In this example, the Lambda function retrieves the RDS Proxy endpoint and database credentials from environment variables. It then uses the pymysql library to connect to the database through the RDS Proxy and execute a simple SELECT statement. Finally, the function returns the result as a string.

Note that this is a simple example and you would need to modify it to suit your specific use case.
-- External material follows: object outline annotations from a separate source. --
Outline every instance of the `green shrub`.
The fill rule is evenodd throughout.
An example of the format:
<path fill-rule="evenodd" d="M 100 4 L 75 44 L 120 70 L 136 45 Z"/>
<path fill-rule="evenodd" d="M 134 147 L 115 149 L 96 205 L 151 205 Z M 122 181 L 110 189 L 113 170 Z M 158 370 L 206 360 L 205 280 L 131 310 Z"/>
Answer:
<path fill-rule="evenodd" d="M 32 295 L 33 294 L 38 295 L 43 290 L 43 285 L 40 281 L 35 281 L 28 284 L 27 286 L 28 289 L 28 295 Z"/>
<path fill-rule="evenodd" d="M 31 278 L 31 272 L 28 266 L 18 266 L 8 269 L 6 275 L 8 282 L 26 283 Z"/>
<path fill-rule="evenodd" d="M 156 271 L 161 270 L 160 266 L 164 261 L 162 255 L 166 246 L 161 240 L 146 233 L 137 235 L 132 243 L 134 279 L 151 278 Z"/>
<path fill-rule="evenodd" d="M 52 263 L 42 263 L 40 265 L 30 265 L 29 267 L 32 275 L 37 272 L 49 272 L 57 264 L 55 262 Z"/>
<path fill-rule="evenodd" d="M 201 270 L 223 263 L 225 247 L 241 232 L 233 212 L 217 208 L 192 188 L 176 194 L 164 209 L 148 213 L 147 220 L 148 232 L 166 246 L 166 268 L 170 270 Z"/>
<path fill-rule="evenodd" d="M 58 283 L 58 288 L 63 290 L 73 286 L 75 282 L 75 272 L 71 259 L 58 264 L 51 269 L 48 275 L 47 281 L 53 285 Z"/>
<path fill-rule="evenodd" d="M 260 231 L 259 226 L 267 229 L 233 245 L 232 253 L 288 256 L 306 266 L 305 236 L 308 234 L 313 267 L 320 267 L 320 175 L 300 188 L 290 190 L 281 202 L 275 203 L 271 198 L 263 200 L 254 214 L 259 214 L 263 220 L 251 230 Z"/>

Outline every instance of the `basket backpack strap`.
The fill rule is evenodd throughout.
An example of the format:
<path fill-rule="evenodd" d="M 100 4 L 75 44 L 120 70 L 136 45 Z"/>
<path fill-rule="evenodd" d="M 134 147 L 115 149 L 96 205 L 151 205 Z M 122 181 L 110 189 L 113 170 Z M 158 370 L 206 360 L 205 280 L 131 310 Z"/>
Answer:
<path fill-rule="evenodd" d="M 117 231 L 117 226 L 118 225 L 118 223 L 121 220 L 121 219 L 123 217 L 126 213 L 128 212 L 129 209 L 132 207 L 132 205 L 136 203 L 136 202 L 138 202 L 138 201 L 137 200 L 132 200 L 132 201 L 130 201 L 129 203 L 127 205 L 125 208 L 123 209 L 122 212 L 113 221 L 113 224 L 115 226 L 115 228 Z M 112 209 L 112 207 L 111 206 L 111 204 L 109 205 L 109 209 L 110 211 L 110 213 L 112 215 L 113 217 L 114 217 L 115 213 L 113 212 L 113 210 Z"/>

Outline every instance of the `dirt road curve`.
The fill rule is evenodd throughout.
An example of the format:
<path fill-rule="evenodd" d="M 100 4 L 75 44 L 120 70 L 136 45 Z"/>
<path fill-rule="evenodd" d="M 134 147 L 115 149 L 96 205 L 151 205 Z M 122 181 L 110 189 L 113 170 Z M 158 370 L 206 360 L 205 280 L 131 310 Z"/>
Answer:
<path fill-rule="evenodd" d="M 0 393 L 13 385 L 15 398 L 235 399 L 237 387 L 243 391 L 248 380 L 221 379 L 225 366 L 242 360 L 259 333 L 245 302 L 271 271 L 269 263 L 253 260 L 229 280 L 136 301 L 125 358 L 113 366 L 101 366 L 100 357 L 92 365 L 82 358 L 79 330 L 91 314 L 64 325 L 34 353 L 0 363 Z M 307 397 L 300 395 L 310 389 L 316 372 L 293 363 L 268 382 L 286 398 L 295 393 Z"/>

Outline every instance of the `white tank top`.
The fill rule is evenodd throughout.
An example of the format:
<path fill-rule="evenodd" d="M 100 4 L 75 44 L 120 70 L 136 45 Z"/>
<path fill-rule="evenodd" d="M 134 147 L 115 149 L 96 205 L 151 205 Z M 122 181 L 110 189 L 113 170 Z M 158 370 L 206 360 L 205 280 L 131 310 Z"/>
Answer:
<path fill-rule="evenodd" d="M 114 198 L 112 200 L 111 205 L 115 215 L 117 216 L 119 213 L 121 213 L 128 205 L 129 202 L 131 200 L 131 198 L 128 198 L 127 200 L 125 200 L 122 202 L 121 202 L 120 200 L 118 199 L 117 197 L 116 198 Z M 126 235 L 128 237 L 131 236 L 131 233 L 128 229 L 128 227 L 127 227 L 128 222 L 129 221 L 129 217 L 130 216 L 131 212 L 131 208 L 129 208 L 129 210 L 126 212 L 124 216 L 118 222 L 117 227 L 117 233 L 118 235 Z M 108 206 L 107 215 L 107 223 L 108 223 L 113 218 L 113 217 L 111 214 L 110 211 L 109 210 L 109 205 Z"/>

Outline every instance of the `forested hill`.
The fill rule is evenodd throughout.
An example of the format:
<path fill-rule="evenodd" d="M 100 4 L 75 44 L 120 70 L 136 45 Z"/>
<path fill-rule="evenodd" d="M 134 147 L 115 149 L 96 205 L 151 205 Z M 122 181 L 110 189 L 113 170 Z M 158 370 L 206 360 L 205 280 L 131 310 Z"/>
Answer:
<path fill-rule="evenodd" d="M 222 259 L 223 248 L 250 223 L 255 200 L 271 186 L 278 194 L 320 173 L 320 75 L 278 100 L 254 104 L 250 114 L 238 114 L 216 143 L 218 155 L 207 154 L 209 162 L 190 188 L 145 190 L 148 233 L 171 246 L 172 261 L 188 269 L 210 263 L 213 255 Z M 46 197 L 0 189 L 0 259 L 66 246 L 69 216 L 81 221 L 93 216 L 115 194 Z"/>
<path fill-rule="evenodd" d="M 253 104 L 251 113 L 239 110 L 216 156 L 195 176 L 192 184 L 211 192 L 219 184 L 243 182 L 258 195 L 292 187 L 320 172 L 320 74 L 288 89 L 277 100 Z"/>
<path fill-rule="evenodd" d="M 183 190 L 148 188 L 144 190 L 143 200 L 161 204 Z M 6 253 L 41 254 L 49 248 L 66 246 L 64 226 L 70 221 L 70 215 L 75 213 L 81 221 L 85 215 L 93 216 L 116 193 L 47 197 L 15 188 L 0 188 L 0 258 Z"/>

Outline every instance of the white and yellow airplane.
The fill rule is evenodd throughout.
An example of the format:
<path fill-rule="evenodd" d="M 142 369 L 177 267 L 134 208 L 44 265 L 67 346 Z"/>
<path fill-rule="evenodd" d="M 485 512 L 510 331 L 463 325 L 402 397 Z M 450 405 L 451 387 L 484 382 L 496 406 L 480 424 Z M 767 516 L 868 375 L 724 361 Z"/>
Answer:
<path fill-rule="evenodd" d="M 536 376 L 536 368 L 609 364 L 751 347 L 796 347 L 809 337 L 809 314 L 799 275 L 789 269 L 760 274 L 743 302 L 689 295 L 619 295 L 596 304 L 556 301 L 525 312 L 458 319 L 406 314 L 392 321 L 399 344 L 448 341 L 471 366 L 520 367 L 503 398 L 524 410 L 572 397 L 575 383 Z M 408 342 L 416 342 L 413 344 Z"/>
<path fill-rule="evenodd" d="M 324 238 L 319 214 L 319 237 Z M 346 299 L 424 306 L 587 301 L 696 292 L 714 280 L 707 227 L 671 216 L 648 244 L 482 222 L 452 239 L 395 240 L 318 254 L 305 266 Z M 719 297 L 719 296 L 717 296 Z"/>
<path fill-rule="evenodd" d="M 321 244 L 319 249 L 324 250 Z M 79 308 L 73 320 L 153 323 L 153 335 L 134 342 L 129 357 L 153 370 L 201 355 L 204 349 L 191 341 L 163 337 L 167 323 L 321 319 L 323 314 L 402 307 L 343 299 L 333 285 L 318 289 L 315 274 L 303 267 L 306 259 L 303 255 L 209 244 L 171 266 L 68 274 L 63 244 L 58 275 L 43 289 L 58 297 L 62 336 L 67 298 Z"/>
Additionally, you would need to configure your Lambda function to use the appropriate execution role and permissions to access the RDS Proxy and database.

Conclusion

When using a microservice architecture, it’s important to understand the benefits of using database proxies.

Database proxies can be particularly useful in high-traffic applications, where multiple Lambda functions may need to access the database simultaneously, and applications with varying demand, where the number of database connections required may fluctuate. Database proxies can also be useful in applications with strict security requirements, such as those handling sensitive customer data or complying with regulatory requirements.

Hopefully this post was able to give a concise summary of why you might need a proxy and the relevant information for getting started.